AWS - US West (Oregon), AWS - US East (N. Virginia) : SI-20200309
Incident Report for Snowflake
Postmortem

Summary

Between the hours of 11:40 and 12:44 on Mar 09, 2020, PDT a few Snowflake customers in AWS - US East (N. Virginia) could not connect to Snowflake services.

Root Cause

The root cause of this issue was a bug in the code that resulted in the exhaustion of resources blocking customers from accessing Snowflake Services.

Resolution

  • First, Snowflake engineers worked towards mitigating the problem by rolling back the code change with the bug.
  • Next, we ran through the steps as defined in production playbooks to restore and normalize the systems.
  • Finally, after completing all the steps outlined in the playbook, the systems were restored to full functionality and customers were able to connect to Snowflake Services and execute queries.

Improvement/Changes

First, we apologize for the inconvenience caused by this incident.

  • Add additional test cases in pre-production systems for asserting the exceptions in the problem area [ Apr 3, 2020 ]
  • Enhance tools to rollback changes in production in order to minimize the exposure and downtime to end-users [ Q2 2020 ]

Note: The information contained in this report is confidential and is intended solely to promote safety and reduce customer risk.

Posted Mar 17, 2020 - 21:58 PDT

Resolved
The issue is now resolved. A detailed RCA will be posted in the next seven business days.

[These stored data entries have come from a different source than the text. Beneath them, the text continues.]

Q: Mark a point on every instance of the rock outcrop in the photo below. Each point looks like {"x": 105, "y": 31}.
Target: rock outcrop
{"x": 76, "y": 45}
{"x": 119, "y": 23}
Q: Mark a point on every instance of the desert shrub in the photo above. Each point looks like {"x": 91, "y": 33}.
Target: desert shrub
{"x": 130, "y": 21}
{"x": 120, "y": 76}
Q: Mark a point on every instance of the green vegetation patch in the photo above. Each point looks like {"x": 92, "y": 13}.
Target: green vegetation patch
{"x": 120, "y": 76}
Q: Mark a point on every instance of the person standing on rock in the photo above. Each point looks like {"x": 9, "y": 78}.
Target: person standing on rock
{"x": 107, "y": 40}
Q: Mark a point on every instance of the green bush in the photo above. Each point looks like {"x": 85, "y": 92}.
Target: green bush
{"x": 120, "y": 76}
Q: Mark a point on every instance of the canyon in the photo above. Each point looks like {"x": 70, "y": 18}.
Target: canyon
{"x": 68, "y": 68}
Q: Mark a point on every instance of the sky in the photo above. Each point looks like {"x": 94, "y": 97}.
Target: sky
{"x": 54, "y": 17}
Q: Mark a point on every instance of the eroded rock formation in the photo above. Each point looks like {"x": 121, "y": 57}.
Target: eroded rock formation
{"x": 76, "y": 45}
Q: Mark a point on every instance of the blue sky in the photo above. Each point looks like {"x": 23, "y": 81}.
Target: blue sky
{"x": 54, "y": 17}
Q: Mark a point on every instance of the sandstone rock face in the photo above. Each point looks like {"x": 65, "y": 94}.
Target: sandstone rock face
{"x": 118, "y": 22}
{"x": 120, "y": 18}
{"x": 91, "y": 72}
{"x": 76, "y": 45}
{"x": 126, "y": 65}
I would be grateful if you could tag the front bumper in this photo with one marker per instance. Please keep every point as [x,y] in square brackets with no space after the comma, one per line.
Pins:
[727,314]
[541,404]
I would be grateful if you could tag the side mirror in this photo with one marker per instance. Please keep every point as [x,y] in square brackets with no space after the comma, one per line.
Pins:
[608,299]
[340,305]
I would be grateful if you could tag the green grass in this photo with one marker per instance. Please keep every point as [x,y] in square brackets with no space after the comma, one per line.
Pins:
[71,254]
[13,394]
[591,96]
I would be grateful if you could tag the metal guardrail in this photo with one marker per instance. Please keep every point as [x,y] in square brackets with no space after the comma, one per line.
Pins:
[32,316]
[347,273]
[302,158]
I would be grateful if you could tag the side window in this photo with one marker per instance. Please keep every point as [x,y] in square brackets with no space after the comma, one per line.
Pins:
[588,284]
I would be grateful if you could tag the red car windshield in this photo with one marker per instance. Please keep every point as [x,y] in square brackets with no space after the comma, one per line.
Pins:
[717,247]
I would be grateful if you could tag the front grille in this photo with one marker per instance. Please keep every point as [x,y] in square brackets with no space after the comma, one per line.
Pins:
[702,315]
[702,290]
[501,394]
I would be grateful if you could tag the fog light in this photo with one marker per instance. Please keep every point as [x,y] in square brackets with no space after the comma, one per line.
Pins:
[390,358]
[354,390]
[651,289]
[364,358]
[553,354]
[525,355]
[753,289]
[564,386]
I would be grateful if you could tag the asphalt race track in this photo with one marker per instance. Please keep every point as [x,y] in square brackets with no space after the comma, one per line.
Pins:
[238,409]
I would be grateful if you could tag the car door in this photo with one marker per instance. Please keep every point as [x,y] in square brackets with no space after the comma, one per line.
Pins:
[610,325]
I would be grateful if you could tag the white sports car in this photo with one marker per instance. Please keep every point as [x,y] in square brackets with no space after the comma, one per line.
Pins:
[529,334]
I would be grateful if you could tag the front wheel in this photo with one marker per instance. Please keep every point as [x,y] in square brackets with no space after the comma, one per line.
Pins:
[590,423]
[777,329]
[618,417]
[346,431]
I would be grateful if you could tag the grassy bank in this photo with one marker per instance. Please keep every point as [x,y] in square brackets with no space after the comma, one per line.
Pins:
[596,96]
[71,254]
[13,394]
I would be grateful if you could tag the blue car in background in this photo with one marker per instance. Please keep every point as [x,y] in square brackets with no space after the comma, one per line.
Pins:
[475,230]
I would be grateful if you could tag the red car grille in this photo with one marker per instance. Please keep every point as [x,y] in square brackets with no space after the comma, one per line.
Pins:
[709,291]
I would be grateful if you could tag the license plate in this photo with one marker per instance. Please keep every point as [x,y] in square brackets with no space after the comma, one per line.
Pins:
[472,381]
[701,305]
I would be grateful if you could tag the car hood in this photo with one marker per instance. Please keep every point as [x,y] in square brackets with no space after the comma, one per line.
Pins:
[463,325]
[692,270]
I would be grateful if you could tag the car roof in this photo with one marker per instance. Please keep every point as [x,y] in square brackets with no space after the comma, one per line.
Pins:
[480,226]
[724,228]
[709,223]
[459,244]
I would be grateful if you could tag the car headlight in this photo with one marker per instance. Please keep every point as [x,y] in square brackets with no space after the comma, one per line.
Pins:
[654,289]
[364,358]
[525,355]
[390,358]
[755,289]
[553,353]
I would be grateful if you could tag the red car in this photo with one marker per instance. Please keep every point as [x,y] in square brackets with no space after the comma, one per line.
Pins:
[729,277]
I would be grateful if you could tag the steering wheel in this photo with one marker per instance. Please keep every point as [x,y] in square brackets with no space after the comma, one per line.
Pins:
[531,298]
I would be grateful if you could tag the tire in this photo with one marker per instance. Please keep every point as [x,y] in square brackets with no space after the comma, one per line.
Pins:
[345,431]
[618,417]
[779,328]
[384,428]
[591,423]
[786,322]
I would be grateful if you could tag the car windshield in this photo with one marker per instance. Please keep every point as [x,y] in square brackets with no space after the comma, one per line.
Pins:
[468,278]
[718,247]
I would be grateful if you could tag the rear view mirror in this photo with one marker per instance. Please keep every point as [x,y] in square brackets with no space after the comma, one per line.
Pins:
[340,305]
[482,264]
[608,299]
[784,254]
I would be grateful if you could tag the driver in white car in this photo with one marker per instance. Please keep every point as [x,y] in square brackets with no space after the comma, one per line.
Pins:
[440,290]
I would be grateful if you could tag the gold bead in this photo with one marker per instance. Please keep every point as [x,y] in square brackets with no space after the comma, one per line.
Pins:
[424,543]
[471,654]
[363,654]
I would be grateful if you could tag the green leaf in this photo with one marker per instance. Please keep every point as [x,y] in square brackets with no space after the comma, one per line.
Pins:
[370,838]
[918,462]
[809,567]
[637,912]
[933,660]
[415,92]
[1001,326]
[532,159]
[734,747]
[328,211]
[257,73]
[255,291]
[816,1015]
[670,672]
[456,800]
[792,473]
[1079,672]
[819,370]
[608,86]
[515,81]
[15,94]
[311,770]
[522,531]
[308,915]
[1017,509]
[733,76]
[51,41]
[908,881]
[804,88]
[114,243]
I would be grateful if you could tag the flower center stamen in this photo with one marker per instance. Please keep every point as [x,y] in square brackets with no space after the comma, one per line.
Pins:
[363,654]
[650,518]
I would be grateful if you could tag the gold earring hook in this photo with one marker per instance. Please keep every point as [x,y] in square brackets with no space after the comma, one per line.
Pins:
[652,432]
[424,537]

We apologize for the inconvenience.

If you have any questions or see any related issues, please send feedback to support@snowflake.com or submit a support request ticket via the Snowflake Lodge Portal.
Posted Mar 09, 2020 - 14:03 PDT
Monitoring
We applied a fix to resolve the issue.

We are now monitoring the system for any further recurrence of the problem and will maintain this state for 30 minutes.

Please reach out to Support at support@snowflake.com if you continue to face any issues caused by this issue.
Posted Mar 09, 2020 - 13:29 PDT
Identified
We have identified the problem with the Snowflake Service that is interrupting the following services:
1. Cannot connect to Snowflake services
2. Cannot use Snowpipe services
We are working on mitigating the problem and will provide an update as soon as the issue is resolved.
Posted Mar 09, 2020 - 12:42 PDT
Investigating
We are investigating an issue with one of the Snowflake services. We will provide more information as soon as we have identified the problem. We will provide an update in 90 minutes.
Posted Mar 09, 2020 - 12:20 PDT
This incident affected: AWS - US East (N. Virginia) (Snowflake Data Warehouse (Database), Snowpipe (Data Ingestion)) and AWS - US West (Oregon) (Snowflake Data Warehouse (Database), Snowpipe (Data Ingestion)).